In Visualize, there are two ways to export to HTML, either through the HIO_HTML or through the HIO_Publish. With HIO_Publish, it's possible to import a CAD Model from HIO_Exchange; this offers a potential performance benefit because the model data can be read directly from the PRC created in Exchange without incurring the overhead needed for data conversion.
(Please note, the HIO_Publish HTML export feature is only available for 64-bit versions of the Visualize API, and a HOOPS Exchange license is necessary to import files with HIO_Exchange.)

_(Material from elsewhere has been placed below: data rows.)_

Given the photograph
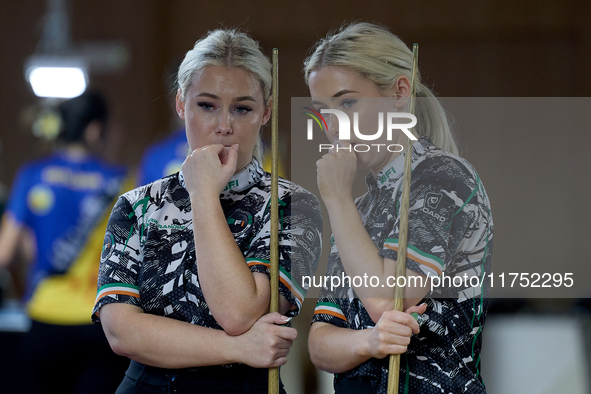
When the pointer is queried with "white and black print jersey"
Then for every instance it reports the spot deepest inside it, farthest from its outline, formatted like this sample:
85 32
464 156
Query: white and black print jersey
148 258
450 235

To export your CAD model to HTML, first import it via HIO_Exchange using the Read() method:
Once the import has completed, create an output handler for HOOPS Publish, passing "html_with_prc" as the "file type." In order for the export to be successful, the m_pExtendedData property must be set to the m_pPRCAsmModelFile, which is populated during the import process.
Then call FileOutputByKey() with your output path, model key, and output options.
For your convenience, there are two template files in the Visualize package, HOOPSCommunicatorTemplate.html and HOOPSCommunicatorMinimalTemplate.html. The standard template includes advanced UI features, whereas the minimal template only includes the basic functionality for viewing a model.